После того как я выложил Романо все, что о нем думаю, я вернулся в свой офис и попытался отдышаться и успокоиться. Я представлял себе несчастного вдовца, подходящего из последних сил к зданию Суда, думающего, что сейчас он услышит правду. Он пришел через двадцать минут. Я услышал два робких стука в высокую дверь Секретариата и безличное «войдите», брошенное кем-то из помощников.
— Шеф, к вам пришли, — доложил мне паренек, который ответил пришедшему.
Я поднял голову и на минуту задумался о том, что если этот новый помощник мне не «тыкает», значит, я уже прошел через двери зрелости.
— Мне позвонили на работу, — сказал Моралес, увидев меня за приемным столом. Возможно, он опознал во мне одного из тех, кто принес ему весть о смерти Лилианы.
— Да, я знаю. — Я не был в состоянии сказать что-то более точное.
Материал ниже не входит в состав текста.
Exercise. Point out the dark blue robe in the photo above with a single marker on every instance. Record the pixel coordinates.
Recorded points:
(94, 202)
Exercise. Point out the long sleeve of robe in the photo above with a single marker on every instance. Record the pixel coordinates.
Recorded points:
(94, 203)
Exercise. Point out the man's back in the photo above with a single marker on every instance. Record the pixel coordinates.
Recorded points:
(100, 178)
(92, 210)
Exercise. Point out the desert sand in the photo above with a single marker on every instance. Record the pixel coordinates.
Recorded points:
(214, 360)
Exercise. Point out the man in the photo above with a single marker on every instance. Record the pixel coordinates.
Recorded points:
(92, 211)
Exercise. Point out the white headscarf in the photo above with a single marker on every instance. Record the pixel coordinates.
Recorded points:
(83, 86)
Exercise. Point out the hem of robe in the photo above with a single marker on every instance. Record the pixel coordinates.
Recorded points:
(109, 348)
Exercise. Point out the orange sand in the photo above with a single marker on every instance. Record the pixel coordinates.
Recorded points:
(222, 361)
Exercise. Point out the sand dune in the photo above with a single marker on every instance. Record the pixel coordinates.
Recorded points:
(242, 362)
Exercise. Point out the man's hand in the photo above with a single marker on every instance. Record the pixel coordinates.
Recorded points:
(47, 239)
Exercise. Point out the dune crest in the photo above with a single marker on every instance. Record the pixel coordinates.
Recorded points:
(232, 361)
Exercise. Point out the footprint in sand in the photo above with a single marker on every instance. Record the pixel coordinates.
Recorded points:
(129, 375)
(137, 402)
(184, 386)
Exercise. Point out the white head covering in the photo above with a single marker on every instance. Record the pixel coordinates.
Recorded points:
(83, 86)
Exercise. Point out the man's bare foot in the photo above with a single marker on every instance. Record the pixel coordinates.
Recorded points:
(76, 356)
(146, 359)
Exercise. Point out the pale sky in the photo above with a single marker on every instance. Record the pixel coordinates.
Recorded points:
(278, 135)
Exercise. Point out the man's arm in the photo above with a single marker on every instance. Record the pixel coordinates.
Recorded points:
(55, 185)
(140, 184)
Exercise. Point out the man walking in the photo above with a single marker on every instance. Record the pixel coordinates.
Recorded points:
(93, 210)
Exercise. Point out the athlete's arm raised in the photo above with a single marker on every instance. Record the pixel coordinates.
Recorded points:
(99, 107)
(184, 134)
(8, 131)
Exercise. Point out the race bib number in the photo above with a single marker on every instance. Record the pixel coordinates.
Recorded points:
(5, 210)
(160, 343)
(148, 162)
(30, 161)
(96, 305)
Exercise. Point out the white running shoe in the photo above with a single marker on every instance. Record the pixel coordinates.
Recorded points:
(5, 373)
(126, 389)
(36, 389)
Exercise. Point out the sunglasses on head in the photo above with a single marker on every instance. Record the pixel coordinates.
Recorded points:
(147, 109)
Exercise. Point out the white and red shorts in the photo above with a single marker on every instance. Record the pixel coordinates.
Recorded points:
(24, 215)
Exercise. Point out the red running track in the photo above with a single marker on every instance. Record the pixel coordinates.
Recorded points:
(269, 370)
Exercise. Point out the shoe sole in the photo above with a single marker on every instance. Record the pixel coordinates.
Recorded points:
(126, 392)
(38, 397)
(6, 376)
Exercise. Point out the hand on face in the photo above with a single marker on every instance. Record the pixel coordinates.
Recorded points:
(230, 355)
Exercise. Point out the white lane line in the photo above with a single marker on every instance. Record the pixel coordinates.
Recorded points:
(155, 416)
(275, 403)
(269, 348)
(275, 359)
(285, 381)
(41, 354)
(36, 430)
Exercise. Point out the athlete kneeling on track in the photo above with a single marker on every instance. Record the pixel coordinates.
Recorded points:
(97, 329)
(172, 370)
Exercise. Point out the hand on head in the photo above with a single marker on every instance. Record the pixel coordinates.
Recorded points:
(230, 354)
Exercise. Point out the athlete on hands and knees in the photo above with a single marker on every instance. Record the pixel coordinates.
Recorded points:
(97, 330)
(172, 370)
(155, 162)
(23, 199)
Я предположил, что сейчас он меня спросит: «Правда ли это, что в деле появились важные новости?» или «Правда, что убийцы пойманы?» Все зависит от того, предпочел ли этот придурок Романо тон La Nacion или стиль Cronica, когда в свое удовольствие сообщил вдовцу о первых плодах в расследовании дела. Однако, к моему удивлению, Моралес предпочел держать себя жестко, облокотив руки на стойку и внимательно глядя мне в глаза.
Но это было еще хуже, потому что я чувствовал, что это его молчание вырастало от уже осознанной им беспомощности — ничего сейчас не будет так, как он осмелился помечтать. Наверное, поэтому я и пригласил его выпить кофе. Я полностью осознавал, насколько нарушал стерильность судейских процедур, и утешил себя тем, что делаю это из сострадания, чтобы хоть как-то поправить то, что натворил Романо своей идиотской стремительностью.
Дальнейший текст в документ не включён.